Discrepancy in Knowledge Expression: Li et al. (2023c) revealed an issue where correct knowledge within an LLM parameters may not be accurately expressed during generation. Their experiments showed a 40% gap between knowledge probe accuracy and generation accuracy.
Cross-lingual Inconsistency: LLMs exhibit cross-lingual inconsistencies, with distinct knowledge sets for different languages, leading to discrepancies in information provided across languages.
- Improving Consistency
- Fine-tuning - ie, using a loss with the combination of the consistency loss and standard MLM loss.
- Plug-in - utilizing word-definition pairs from dictionaries to retrain language models and improve their comprehension of symbolic meanings
- Output Ensemble
- Improving Factuality - Focus on improving knowledge across layers. Examples:
- Dola
- ITI
Key Challenges for IM Conflicts:
- Knowledge Conflicts in the Wild - Knowledge conflicts often arise in RALMs (Retrieval-Augmented Language Models) when the models retrieve conflicting information directly from the Web.
- Traditionally, knowledge conflicts have been studied through artificially generated incorrect or misleading information, which may not fully represent real-world scenarios.
- There’s a noted gap in current experimental setups for studying knowledge conflicts, leading to concerns about the applicability of findings from such studies to practical situations.

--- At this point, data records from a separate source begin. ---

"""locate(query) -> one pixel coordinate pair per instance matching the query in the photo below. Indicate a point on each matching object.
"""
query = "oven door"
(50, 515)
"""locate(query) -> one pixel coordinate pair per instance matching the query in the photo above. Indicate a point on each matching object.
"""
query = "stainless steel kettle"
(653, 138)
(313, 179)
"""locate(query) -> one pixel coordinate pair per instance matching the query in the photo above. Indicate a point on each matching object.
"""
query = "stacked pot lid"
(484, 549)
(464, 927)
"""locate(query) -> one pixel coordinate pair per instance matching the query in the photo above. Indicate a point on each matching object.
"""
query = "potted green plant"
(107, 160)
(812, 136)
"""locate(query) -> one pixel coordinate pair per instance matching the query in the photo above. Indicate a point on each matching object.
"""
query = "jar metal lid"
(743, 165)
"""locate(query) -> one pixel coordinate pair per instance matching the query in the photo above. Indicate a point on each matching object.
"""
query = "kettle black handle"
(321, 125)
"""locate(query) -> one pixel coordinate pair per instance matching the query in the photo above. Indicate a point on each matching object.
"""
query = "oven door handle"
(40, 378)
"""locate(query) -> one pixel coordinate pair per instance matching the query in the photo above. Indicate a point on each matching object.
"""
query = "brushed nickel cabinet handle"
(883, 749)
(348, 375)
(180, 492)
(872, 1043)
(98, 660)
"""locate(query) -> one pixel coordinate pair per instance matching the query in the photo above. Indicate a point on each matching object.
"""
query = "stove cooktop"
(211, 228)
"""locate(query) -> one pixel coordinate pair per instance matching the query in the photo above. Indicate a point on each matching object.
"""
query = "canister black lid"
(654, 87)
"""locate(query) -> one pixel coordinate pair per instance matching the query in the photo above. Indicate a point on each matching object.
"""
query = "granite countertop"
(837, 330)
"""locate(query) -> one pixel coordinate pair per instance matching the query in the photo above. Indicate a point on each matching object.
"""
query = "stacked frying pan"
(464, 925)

- Solution at a Finer Resolution
- Evaluation on Downstream Tasks
- Interplay among the Conflicts - From investigating conflicts of a singular type to multi-type
- Explainability - more microscopic examinations to better comprehend how models decide when encounter conflicts
- Multilinguality
- By examining LLMs to address knowledge conflicts in non-English prompts
- Cross-language knowledge conflicts. Solutions could include employing translation systems
- Multimodality - For instance,textual documents might clash with visual data, or the tone of an audio clip might contradict the con tent of an accompanying caption. multimodal knowledge conflicts could focus on crafting advanced LLMs skilled in cross-modal rea- soning and conflict resolution across diverse data types.